Shaping the future: Our strategy for research and innovation in humanitarian response.
The Indian Himalayas represent one of the world’s most disaster-vulnerable zones, prone to multiple and varying types of hazards across locations and seasons. Warming in the region is up to three times the global average, and climate change is exacerbating the threat, with floods and landslides increasing exponentially in the last three decades. Poor infrastructure and endemic poverty leave isolated rural communities particularly vulnerable to the impact of disasters, and the region displays very low resilience, with no reduction in the disaster death toll year upon year. The region’s poor infrastructure also constrains the effectiveness of relief and rehabilitation work.

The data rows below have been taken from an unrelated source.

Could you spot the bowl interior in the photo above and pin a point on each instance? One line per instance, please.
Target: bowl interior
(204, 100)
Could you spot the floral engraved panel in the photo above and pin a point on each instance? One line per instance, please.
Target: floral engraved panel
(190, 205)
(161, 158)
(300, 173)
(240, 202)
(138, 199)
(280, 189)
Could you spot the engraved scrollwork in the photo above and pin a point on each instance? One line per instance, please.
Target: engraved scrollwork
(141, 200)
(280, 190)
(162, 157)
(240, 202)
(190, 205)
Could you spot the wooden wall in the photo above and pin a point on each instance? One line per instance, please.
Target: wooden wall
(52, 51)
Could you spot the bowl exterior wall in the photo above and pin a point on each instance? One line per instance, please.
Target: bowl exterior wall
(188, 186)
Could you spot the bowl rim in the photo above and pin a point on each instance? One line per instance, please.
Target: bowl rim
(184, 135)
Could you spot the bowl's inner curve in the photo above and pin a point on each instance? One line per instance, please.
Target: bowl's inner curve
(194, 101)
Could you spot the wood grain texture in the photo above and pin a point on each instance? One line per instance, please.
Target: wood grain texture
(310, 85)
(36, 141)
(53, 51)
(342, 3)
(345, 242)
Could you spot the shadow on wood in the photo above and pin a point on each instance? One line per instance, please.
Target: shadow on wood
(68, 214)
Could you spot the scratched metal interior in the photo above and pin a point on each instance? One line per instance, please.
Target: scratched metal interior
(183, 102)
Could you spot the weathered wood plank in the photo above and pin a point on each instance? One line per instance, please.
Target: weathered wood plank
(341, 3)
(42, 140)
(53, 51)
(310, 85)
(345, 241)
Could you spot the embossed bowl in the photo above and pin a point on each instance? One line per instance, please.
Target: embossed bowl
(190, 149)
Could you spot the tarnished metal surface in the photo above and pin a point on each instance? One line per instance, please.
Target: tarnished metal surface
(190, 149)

Disaster Management System (DMS) Himalaya is a package that empowers remote communities to take charge of disaster management at the local level, spanning both pre- and post-disaster stages, and enabling communities to work in seamless collaboration with government.
Existing humanitarian practice in the region sees disaster management as the exclusive domain of government authorities. Yet there is an information gap between remote communities and local authorities concerning disasters. In combination with large distances, challenging terrain and weather conditions, the existing practice results in slow disaster response and inefficient allocation of disaster management resources.
The DMS-Himalaya re-imagines the traditional roles and responsibilities in disaster management. It builds capacity at every point in the disaster management chain, leveraging local resources and networking communities, responders and government for enhanced disaster risk reduction and streamlined response – saving resources, livelihoods and lives.
The journey to scale will confirm the hazard profiles of the Indian Himalayan regions in which the DMS-Himalaya model is yet to be tested. This will enable components of the innovation to be fine-tuned to these hazard profiles at a local level and tested accordingly.
The testing will generate evidence of the effectiveness of DMS-Himalaya across a diverse range of hazards spanning 3 Himalayan Zones, and demonstrate its superiority to other disaster management models, supporting its further adoption.
The scaling will establish 12 communities of practice with streamlined disaster response networks comprising trained local youth Disaster Response Teams, localised weather and geological data monitoring, local and district disaster communications posts, district resource directories, and a locally-customised app.
Pragya will publish a paper on its learnings to share with the wider humanitarian sector, and conduct a national-level seminar in India to promote findings with the disaster management community.